Please make sure that this supports load balancing, otherwise we cannot accept this PR.

Meaning, if you call between app 1 and app 2 through Dapr and another instance pops up for app 2, it will start receiving requests.

yaron2 · 2022-07-14T02:29:38Z

Also, for the scenario mentioned of transferring a file between two sidecars, why can't users do that with gRPC streaming with Dapr? As Dapr supports streaming naturally all the way through from app to sidecar, sidecar to remote sidecar and then to the target app.

ItalyPaleAle · 2022-07-14T02:44:24Z

Please make sure that this supports load balancing, otherwise we cannot accept this PR.
Meaning, if you call between app 1 and app 2 through Dapr and another instance pops up for app 2, it will start receiving requests.

Yes, this should have no issue with load balancing. It creates a new stream for each invocation, so it can load balance. Internally, at the wire level, it behaves the same as an unary invocation.

Also, for the scenario mentioned of transferring a file between two sidecars, why can't users do that with gRPC streaming with Dapr?

This is based on HTTP which supports streaming natively as a protocol, we just didn’t support it in Dapr. HTTP is simpler and is easier to integrate with existing services.

In fact, I started thinking about this problem about 2 months ago when I made an attempt at developing a demo using Imaginary (which exposes a HTTP endpoint) through Dapr, and noticed these issues.

One other thing to note is that this only supports a scenario where there’s a single request followed by a single response. The goal is to provide a stream-based transport for service invocation, transparently. End-users should continue to think of this as regular service invocation, and not think of this as a stream.

gRPC proxying remains the best solution when users need long-running streams and the ability to have two-way, alternating communication.

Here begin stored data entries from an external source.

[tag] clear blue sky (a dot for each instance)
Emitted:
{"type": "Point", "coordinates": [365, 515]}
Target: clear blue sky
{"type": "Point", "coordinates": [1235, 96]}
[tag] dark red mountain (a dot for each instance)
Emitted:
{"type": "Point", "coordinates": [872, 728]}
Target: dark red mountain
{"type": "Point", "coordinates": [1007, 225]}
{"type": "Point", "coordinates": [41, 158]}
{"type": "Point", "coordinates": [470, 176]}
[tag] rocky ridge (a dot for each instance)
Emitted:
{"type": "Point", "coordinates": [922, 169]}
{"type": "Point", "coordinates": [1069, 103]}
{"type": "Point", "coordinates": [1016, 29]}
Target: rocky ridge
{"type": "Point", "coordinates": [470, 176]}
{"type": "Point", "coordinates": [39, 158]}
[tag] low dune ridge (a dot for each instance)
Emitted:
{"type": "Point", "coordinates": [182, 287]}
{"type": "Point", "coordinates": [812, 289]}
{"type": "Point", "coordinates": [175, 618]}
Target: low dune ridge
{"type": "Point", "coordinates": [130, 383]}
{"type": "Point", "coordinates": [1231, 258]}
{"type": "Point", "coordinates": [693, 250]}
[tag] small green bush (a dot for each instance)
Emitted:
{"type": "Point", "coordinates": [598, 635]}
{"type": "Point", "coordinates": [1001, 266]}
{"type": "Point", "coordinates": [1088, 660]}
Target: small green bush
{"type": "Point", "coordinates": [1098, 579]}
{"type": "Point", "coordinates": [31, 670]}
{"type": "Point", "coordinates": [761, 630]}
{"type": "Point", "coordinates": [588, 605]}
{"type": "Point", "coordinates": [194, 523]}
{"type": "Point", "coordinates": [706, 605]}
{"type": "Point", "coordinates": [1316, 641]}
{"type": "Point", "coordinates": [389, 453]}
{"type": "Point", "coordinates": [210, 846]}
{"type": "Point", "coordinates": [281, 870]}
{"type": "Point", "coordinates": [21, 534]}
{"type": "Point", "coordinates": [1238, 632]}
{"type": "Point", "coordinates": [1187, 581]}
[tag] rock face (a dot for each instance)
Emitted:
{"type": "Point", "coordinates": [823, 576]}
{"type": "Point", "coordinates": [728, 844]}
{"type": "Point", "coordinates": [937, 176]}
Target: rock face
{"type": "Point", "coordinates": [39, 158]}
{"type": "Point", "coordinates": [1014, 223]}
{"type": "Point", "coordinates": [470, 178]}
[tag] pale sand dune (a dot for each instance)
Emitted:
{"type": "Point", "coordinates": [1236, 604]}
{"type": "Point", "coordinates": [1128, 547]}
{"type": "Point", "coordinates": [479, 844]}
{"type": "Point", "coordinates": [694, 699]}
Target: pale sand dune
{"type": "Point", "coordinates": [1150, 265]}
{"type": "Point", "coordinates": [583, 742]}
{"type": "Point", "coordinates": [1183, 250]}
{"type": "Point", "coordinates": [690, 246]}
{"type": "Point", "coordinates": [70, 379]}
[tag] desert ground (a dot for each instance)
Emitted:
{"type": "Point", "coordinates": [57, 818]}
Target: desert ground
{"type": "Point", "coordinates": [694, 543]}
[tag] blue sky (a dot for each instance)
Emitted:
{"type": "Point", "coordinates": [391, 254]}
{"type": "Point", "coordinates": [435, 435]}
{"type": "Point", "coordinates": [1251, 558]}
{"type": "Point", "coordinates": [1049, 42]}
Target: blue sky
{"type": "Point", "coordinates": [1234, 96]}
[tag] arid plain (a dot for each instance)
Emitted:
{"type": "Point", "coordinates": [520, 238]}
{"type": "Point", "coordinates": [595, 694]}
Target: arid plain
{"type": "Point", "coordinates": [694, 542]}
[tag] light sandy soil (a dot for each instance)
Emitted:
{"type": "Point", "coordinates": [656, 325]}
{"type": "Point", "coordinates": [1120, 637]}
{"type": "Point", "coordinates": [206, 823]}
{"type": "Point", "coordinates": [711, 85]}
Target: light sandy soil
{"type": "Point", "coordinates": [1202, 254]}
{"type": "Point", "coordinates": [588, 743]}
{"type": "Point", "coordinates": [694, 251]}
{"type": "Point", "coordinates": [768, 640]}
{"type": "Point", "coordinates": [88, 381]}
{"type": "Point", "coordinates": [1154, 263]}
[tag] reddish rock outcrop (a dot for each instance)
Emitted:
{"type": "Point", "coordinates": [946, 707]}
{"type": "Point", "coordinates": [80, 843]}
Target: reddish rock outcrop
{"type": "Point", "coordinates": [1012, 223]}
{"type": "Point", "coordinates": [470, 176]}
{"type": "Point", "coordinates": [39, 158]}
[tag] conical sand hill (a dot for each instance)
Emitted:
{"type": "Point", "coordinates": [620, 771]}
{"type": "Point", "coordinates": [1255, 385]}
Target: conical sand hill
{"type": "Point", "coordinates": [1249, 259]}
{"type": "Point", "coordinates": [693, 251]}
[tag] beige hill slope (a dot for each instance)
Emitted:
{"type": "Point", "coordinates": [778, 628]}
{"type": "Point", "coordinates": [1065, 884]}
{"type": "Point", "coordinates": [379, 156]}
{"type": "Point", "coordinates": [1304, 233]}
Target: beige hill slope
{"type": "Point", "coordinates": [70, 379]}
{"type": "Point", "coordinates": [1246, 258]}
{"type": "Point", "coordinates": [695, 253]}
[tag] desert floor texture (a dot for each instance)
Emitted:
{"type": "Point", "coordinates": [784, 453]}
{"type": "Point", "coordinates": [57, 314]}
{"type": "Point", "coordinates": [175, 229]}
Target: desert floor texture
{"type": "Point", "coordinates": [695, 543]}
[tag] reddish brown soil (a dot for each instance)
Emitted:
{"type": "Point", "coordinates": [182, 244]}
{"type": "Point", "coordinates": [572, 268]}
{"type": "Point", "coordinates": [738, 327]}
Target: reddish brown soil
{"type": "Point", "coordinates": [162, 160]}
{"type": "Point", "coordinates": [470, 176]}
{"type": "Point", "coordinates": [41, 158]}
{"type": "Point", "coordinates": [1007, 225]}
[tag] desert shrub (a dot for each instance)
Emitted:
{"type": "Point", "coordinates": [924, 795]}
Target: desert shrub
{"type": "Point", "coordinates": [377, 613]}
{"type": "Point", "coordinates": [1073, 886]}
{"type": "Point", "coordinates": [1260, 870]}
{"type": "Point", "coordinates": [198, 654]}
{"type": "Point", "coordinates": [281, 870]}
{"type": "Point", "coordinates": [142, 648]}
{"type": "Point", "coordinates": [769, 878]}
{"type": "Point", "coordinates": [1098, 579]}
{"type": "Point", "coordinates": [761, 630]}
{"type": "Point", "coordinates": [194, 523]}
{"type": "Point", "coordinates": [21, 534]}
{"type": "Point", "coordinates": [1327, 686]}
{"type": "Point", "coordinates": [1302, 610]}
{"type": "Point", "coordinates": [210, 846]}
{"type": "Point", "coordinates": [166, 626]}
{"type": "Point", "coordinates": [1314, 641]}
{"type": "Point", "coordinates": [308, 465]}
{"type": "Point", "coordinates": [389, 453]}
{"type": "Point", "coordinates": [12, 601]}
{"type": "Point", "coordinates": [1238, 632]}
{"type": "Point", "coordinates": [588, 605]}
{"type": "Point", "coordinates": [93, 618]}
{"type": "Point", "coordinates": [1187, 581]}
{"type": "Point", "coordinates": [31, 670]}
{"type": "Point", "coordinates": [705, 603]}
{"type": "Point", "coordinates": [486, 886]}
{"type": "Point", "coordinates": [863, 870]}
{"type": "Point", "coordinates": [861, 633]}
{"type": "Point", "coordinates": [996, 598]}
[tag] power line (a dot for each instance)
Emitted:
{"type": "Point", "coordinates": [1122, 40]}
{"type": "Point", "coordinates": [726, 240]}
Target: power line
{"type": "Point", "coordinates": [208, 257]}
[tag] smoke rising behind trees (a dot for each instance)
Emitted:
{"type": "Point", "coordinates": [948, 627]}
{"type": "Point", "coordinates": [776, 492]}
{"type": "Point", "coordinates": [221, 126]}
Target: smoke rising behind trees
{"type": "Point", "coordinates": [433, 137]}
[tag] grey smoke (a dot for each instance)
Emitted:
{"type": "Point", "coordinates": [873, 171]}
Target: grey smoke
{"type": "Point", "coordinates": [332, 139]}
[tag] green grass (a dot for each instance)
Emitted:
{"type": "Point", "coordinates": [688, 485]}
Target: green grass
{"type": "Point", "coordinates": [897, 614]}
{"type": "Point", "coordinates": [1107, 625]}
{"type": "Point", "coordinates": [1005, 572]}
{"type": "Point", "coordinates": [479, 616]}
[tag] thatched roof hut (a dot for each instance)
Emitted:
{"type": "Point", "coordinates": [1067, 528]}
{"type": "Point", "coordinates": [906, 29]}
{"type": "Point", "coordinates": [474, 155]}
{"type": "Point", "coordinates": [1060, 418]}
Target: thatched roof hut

Lastly, as I wrote, this starts with HTTP but it also lays the foundation for supporting streams throughout the runtime. My goal is to support streams for other things including state stores (see #4804) and bindings.

yaron2 · 2022-07-14T02:45:58Z

Please make sure that this supports load balancing, otherwise we cannot accept this PR.

Meaning, if you call between app 1 and app 2 through Dapr and another instance pops up for app 2, it will start receiving requests.

Alternatively, you can keep existing mechanisms untouched while making streaming explicit and respecting HTTP semantics by introducing the Transfer-Encoding: chunked header.

ItalyPaleAle · 2022-07-14T02:48:22Z

I don’t think we need Transfer-Encoding: Chunked: that is meant for different purposes such as receiving a sequence of messages (like server-side events). This is meant to make service invocation faster and more efficient, by processing HTTP messages as a byte stream. It doesn’t require any change at the application level, and will work out-of-the-box even with regular curl requests.

yaron2 · 2022-07-14T02:48:45Z

Yes, this should have no issue with load balancing. It creates a new stream for each invocation, so it can load balance. Internally, at the wire level, it behaves the same as an unary invocation.

Ok, just please make sure to validate that either manually or with a test (better).

See my comment above about leaving current mechanism untouched and enabling streaming explicitly using a header.

yaron2 · 2022-07-14T02:50:58Z

I don’t think we need Transfer-Encoding: Chunked: that is meant for different purposes such as receiving a sequence of messages (like server-side events). This is meant to make service invocation faster and more efficient, by processing HTTP messages as a byte stream. It doesn’t require any change at the application level, and will work out-of-the-box even with regular curl requests.

Sounds good if there's no risk of behavioral breaking change like load balancing. Once this PR compiles I'll help verify.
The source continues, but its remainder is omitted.